When British tourist Peter Falconio disappeared in the centre of Australia on July 14, 2001, it made front page news around the world. A man had driven past his car, telling him there were sparks coming from the back of his van. Peter Falconio got out of the car to inspect. It was the last time his girlfriend Joanne Lees saw him. Remaining in the car, she heard a gunshot and was attacked and thrown into a ute. She managed to escape the gunman although he had gagged her and bound her hands.
Just what happened to Falconio ignited a massive media blitz and police hunt. While the media immediately chased interviews with Joanne Lees and attacked her for refusing to admit to the media that she was innocent (or talk publicly at all), Northern Territory police were convinced she was innocent.

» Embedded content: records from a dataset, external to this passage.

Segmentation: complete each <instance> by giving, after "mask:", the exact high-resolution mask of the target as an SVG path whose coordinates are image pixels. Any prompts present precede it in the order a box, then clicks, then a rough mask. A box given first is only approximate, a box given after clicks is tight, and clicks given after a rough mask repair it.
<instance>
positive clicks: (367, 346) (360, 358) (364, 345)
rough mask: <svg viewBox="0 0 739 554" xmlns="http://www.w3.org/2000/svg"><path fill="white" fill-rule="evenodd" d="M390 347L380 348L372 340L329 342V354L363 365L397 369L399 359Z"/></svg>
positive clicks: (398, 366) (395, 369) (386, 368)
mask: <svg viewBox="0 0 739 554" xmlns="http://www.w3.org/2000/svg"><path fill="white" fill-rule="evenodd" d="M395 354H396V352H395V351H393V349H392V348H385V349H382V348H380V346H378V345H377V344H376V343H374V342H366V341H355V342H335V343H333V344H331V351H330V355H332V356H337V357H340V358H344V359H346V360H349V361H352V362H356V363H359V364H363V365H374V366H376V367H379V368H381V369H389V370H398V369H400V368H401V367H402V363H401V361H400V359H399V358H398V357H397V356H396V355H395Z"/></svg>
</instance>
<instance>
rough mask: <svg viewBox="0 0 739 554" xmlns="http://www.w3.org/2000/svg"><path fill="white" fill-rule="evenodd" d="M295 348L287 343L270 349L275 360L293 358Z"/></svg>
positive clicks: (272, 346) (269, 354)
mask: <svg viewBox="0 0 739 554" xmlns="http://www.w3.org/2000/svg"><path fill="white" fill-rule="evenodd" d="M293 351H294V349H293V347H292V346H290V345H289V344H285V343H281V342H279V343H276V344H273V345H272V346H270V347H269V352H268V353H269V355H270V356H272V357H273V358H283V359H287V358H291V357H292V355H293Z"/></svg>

Finally in August 2002 NT police had a suspect - Bradley Murdoch, a nomad arrested and later acquitted for the rape of a mother and her 12-year-old daughter. A battle was waged in the courts to test Murdoch's DNA against blood found on Joanne Lees' blouse. When they had a DNA match, police had a new legal battle over whether South Australian police should have the first chance to take Murdoch to court over the rape charges or NT police should be first off the mark given the international interest of Falconio's disappearance.
Dead Centre tells the full story of this crime and its characters. As Sydney University Associate Professor of Psychology Diana Kenny would say, 'On the face of it, it's an extraordinary tale. No body, no criminal and an English girl in the Australian outback appears to outsmart a bushman [and his dog]'. And for Joanne Lees, the days that followed would be seen through a salt-water blur. The horror was just beginning. It would not only be the police that she'd have to convince over the weeks and months to come.
Robin Bowles has covered the mystery from day one - not as a journalist but as an investigative writer. She sat through the court committal and spent more than 40 hours interviewing the suspect in jail - insider access that no other commentator has had. She has covered the trial which has just come to a close in Darwin, Australia.
Robin has interviewed more than 150 people involved in the case - people she met in all kinds of locations - pubs, cattle stations, universities, windswept beaches, dark coffee lounges, police stations and private homes. In her trademark, inquiring style, Robin tells the full story of this puzzling crime and raises key issues of legal justice. She has the police and legal contacts - as well as the reputation - to reach everyone involved in this intruiging mystery. If you want to know the truth about what happened to Peter Falconio, Robin Bowles is the person to tell it.